The SIRI-GPR score can predict the 3-month prognosis in stroke patients treated with IVT.

acute ischemic stroke(AIS)

systemic inflammatory response index (SIRI)

blood glucose/potassium ratio (GPR)

intravenous thrombolysis(IVT)

3-month prognosis

Globally, stroke remains the second leading cause of death in humans and is one of the most common diseases in the world. According to relevant statistics, there are approximately 12.2 million new cases and 101 million prevalent cases in 2019, including 143 million cases of stroke disability and 65.5 million deaths from stroke.¹Although public health policies and health care services are improving, the burden of stroke remains high, especially in some low-income countries, so there is still a need to explore effective primary prevention strategies as well as good prognostic measures to offset the possibility of a further increase in the absolute number of stroke cases in this large population.²

Patients with acute ischemic stroke(AIS) require comprehensive treatment, including reperfusion therapy, complication management and rehabilitation treatment.³Among them, reperfusion therapy is the main treatment for AIS.⁴Reperfusion to salvage brain cells on the verge of necrosis in the ischemic semi-domain is an important way to delay or stop AIS. Reperfusion therapy includes intravenous thrombolysis(IVT) and mechanical thrombectomy, and rt-PA (recombinant tissue plasminogen activator) is the only approved and effective drug treatment in IVT. However, reperfusion injury caused by IVT can be characterized by hemorrhage and edema, such as symptomatic intracranial hemorrhage, which may counteract the benefits of reperfusion therapy and even lead to early neurological deterioration. Therefore, it is particularly important to find appropriate prognostic indicators for IVT.

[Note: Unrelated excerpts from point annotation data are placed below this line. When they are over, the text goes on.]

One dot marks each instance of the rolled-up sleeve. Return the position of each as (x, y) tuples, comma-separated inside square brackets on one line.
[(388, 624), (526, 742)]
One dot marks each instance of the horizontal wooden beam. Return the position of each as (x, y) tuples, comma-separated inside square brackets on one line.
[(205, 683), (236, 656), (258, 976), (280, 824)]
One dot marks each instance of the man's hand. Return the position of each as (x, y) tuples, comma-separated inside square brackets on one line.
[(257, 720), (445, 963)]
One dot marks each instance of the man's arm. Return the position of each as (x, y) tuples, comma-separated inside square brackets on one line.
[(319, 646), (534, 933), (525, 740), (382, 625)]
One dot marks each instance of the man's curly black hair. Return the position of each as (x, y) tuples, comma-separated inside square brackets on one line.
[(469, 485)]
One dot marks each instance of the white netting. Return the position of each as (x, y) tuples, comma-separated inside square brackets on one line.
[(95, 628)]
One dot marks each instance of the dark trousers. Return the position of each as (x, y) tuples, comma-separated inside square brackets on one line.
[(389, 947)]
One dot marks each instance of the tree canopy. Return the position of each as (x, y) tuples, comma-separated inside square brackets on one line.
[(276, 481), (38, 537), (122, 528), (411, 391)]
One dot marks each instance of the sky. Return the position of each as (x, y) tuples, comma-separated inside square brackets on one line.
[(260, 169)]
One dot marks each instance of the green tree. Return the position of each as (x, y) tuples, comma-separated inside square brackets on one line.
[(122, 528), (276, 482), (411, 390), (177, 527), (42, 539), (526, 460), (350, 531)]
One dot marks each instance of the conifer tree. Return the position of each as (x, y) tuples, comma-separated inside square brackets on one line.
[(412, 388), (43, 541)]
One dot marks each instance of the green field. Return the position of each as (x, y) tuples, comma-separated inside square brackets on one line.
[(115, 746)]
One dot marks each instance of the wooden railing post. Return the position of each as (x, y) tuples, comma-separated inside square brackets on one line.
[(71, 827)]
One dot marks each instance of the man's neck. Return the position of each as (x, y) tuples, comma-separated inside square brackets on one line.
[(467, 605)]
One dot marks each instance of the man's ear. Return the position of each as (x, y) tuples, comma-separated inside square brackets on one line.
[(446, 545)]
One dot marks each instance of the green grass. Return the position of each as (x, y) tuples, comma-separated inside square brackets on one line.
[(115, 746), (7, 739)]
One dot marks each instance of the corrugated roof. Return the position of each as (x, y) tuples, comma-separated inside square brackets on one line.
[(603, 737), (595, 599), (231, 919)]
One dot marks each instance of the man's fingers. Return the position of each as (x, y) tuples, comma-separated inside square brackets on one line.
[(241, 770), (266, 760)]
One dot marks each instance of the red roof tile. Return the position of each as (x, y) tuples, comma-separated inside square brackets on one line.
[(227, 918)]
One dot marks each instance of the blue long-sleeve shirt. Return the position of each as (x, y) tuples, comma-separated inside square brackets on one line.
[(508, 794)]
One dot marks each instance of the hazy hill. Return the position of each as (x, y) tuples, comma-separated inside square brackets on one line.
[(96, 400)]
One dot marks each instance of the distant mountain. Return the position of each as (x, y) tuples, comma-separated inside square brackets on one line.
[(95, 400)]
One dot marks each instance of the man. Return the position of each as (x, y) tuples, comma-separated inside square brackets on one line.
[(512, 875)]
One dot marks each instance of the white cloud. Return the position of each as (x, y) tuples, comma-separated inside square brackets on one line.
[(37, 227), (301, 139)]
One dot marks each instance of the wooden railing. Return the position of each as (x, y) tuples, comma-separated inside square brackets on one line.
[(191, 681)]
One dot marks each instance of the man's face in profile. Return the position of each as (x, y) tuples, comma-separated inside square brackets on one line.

Inflammation and the immune response play an important role in secondary brain injury after stroke.^5–7 A large number of studies have shown that the neuroinflammatory response also plays an important role in the pathophysiology of ischemic stroke.^8–11 The systemic inflammation response index (SIRI) is a new comprehensive biomarker for inflammatory and tumor-related diseases that is calculated from the absolute numbers of neutrophils, monocytes and lymphocytes. The prognostic role of SIRI in stroke has been confirmed.^12–14

Stress response following stroke shows a prognostic value¹⁵, and hyperglycemia is a stress response in AIS. Potassium ions are the most abundant cations in human cells and play a vital role in physiological processes such as nerve conduction, heart beating, muscle contraction, and maintenance of normal kidney function. The blood glucose / blood potassium ratio (GPR) has been used to analyze circulatory diseases such as stroke and bleeding. It has been proved to be an early prognostic factor of central nervous system injury, including severe traumatic brain injury,¹⁶ acute cerebral hemorrhage,¹⁷ aneurysmal subarachnoid hemorrhage¹⁸ and neuropsychiatric syndrome¹⁹ after carbon monoxide poisoning. Matano et al found that there was a strong correlation between vasospasm and GPR in AIS.²⁰ Yuzhao Lu et al found that in patients with AIS, GPR was positively correlated with 30-day mortality, and there was a linear relationship between them, GPR at admission may be a promising indicator for short-term prognosis of patients with AIS.²¹

Because the level of SIRI can reflect the level of systemic inflammatory response and immune response¹⁰, GPR reflects the stress state of the body, and according to the study of Xiangyu S et al in 2021, it is found that the body inflammatory response index combined with blood glucose/potassium ratio (SIRI-GPR) can be used to predict the poor prognosis of patients with aneurysmal subarachnoid hemorrhage, and the prognostic value of SIRI combined with GPR is higher than that of SIRI or GPR²². Therefore, we speculate that the SIRI-GPR may be of value in the 3-month prognosis of patients with AIS after IVT. the SIRI and GPR have not been simultaneously assessed as markers of the 3-month prognosis of patients with AIS after IVT. We combine SIRI with GPR as a new score to predict the prognosis of AIS patients treated with IVT for the first time. Since SIRI-GPR is used for the first time in IVT for AIS, the specific scores were not identified in the relevant literature and were extracted from the relevant lit-erature combined with the clinic. In this study, we aim to explore the predictive effect of the SIRI-GPR score on the poor prognosis of patients with AIS after IVT.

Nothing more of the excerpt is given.